The Trust provided that on the death of the Trustor, equal shares would be established for each of the Trustor’s five siblings. Each share was to be placed in individual trusts for the sibling and the spouse of a deceased sibling. If both a sibling and the sibling’s spouse had died, the Trust directed the trustee to distribute the Trust share to the living descendants of the sibling. At the time that the Trustor died, he was survived by three siblings and a spouse of a deceased sibling. A fifth sibling predeceased the Trustor and had no surviving spouse. Said sibling had a daughter and a son who predeceased him. The son was survived by his two children, Serena Konrardy and Carrie Burmeister, who are the plaintiffs in the case. Pursuant to the terms of the Trust, the shares payable to Serena and Carrie were immediately distributable to them.
The Trustor passed away on May 30, 2010. The distributions from the Trust paid to Serena and Carrie were made in October 2011. Between the date of death and the time of distribution the value of the Trust had significantly increased due to the rapid appreciation in the value of the farmland. The trustee determined Serena’s and Carrie’s shares based on the net value at the time of the Trustor’s death.

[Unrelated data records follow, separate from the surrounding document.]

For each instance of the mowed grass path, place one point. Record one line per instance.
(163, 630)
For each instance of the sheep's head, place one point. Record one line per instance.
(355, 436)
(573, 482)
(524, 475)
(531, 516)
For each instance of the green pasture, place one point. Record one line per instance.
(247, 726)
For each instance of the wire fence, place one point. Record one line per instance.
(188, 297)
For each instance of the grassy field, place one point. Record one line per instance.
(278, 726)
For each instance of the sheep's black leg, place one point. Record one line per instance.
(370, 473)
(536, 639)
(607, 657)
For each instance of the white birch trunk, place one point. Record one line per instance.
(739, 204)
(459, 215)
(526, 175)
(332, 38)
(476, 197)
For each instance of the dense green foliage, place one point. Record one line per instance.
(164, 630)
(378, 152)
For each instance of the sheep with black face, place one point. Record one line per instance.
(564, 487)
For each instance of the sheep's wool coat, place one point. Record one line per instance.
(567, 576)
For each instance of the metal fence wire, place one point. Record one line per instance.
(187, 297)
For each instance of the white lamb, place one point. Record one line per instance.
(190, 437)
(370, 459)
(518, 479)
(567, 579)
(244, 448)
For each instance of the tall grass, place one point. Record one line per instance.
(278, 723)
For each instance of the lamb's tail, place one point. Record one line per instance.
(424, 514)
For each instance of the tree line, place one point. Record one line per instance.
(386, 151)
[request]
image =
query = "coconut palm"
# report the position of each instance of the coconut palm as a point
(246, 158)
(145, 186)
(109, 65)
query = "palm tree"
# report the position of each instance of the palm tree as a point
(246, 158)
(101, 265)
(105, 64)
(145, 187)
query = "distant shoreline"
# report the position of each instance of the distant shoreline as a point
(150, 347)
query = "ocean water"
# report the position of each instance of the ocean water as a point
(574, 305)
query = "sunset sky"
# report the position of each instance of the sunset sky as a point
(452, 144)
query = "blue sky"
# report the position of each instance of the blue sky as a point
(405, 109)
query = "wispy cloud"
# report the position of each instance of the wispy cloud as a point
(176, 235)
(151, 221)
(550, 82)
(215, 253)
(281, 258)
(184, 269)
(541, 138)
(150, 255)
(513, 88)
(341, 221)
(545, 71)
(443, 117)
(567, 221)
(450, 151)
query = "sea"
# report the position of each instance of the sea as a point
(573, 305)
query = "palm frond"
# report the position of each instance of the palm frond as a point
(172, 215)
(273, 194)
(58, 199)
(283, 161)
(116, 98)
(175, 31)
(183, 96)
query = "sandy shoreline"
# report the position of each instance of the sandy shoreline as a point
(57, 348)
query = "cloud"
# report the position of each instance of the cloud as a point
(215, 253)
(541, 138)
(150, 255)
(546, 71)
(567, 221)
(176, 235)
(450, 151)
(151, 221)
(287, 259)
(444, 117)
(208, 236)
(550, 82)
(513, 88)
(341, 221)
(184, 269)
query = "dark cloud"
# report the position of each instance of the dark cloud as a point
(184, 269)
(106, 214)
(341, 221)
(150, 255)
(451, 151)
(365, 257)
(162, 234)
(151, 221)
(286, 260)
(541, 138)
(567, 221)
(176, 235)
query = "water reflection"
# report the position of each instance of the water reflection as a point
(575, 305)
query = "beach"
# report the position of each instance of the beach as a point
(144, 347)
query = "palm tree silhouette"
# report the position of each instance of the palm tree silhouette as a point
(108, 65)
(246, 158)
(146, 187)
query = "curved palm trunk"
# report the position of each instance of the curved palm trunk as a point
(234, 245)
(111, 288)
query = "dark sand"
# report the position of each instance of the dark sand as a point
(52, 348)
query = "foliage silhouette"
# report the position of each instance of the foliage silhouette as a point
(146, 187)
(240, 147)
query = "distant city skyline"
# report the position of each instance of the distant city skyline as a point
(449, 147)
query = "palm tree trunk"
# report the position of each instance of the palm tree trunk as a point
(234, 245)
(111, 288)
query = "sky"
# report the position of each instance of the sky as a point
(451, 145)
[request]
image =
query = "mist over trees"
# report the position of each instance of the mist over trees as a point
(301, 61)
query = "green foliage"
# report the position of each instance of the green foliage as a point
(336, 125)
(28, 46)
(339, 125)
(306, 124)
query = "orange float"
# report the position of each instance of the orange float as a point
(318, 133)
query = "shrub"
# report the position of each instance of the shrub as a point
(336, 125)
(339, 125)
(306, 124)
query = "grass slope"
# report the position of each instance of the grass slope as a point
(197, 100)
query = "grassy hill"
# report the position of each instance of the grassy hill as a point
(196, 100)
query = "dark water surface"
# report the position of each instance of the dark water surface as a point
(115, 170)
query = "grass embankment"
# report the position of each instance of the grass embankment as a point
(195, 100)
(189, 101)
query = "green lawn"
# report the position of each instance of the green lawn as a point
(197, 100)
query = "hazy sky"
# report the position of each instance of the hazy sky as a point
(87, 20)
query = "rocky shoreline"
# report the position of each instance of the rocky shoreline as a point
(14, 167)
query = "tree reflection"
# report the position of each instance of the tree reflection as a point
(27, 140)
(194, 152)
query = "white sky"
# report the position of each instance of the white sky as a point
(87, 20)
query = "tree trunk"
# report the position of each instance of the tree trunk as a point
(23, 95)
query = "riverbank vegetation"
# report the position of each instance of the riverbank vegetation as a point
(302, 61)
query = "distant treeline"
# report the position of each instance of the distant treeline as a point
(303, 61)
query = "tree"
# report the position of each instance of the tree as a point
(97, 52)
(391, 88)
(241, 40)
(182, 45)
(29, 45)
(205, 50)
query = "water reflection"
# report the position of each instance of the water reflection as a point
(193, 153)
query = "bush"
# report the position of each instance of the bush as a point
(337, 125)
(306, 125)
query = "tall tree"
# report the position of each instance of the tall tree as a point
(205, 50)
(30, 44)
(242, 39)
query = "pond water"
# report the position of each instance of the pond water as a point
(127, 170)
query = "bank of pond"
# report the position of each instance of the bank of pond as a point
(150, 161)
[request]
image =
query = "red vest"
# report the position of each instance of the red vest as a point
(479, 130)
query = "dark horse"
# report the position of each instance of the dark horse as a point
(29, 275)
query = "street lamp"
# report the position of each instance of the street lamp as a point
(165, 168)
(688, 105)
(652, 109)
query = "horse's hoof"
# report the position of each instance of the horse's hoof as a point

Almost four years later, in August of 2015, Serena and Carrie retained an attorney who sent a letter to the bank and the trustee, stating that his clients were seemingly treated differently than the remaining Trust beneficiaries and indicating that the share of the Trust paid out to Serena and Carrie was paid out on a significantly reduced basis and that they were not fully advised of the potential value of the real estate involved. The bank responded explaining the distributions were based on the language of the Trust requiring that the shares be immediately paid out to the descendants, and enclosed accountings for the years 2010, 2011 and 2012. Approximately eighteen months later, in March of 2017, Serena and Carrie filed a petition in equity claiming that their distribution should have been valued as of the date of distribution rather than the date of death. The defendants filed an interlocutory appeal after the District Court rejected the defendant’s Motion for Summary Judgment and the case was transferred to the Court of Appeals. The Court of Appeals affirmed the District Court judgment and the Supreme Court granted the Application for further review. The Supreme Court examined Serena and Carrie’s claims and found that they were untimely under Iowa Code Section 633A.4504. Said Code Section bars a claim against the trustee for breach of trust as to a beneficiary who has received an accounting or other report that adequately discloses the existence of a claim, unless a proceeding to assert the claim is commenced within one year after the receipt of the accounting or report. The Section goes on to state that an accounting or report adequately discloses the existence of a claim if it provides sufficient information so that the beneficiary knows of the claim or reasonably should have inquired into its existence.
The Supreme Court found that the breach of trust claims of Serena and Carrie were barred by the statute of limitations period. The court found that the letter sent by the bank to Serena and Carrie’s attorney constituted a report and adequately disclosed the existence of a claim. The letter from the bank enclosed a valuation of the Trust assets as of the date of death and a copy of the Trust accountings for the year of death and the two following years.
The case points out the importance of a Trust beneficiary to move quickly to pursue any breach of trust claims against the Trustee involving the administration of the Trust.